The task works by altering the negative perceptual bias by shifting the perception of neutral or ambiguous faces from negative to more positive. This works as follows: participants are shown a set of 15 faces ranging from Happy to Sad along a continuum, where faces at either end of the continuum are clearly happy or sad and faces closer to the middle of the continuum are more ambiguous. The task consists of three parts. During the first part, participants are shown these faces and asked to determine whether the face is happy or sad by making a keyboard response. Once this part is complete, the task determines where the participant's "balance point" is, the threshold where they start to identify the faces as sad rather than happy. The second, and longest, part of the task manipulates this balance point using feedback. In this part of the task participants receive a message stating "Correct!" or "Incorrect! That face was happy/sad!" after each response. Here, the task shifts the balance point by two images. Therefore, the two images closest to the individual's balance point that they previously classified as sad is now classified as happy by the program. Using feedback, the task attempts to shift's the individual's balance point so they perceive more of the faces in the continuum as happy rather than sad. We can discover whether the training has worked in the final part of the task. In this part, like in the first part, participants are simply presented the images and asked to identify them as happy or sad. By comparing an individual's balance point in the first and last part of the task, we can determine whether training has successfully occurred or not.

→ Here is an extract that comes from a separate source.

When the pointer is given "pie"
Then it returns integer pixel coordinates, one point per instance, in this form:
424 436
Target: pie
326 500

Sample of faces from the continuum demonstrating the balance point shift
Thus far my research has primarily focused on the potential application of this task with people suffering from depression, whose perceptual bias causes these individuals to tend to perceive neutral or ambiguous faces as sad. Testing individuals suffering from low mood as an analogue group for depression using fMRI, we recently discovered that completing the emotion recognition training task over a week resulted in increased neural activation to positive faces compared to control participants. That means that people who completed the training task over a week showed more brain activity when presented happy faces than people who completed a version of the task that did not shift their balance point. This is an exciting finding as such an effect is similar to that of an antidepressant medication, while participants in our study simply completed a behavioural task. This is exciting evidence that emotion recognition training indeed has an effect on the perceptions of emotions and hopefully could one day be used alongside traditional treatment to help those who suffer from depression.

Research in my PhD includes assessing individual differences in emotion recognition in the general population as well as the continued development and refinement of the emotion recognition training task. My interest in emotions definitely goes beyond my research and I am always interested in the very special role they play in human interactions. After all, experiencing and conveying emotions are part of the very thing that makes us human!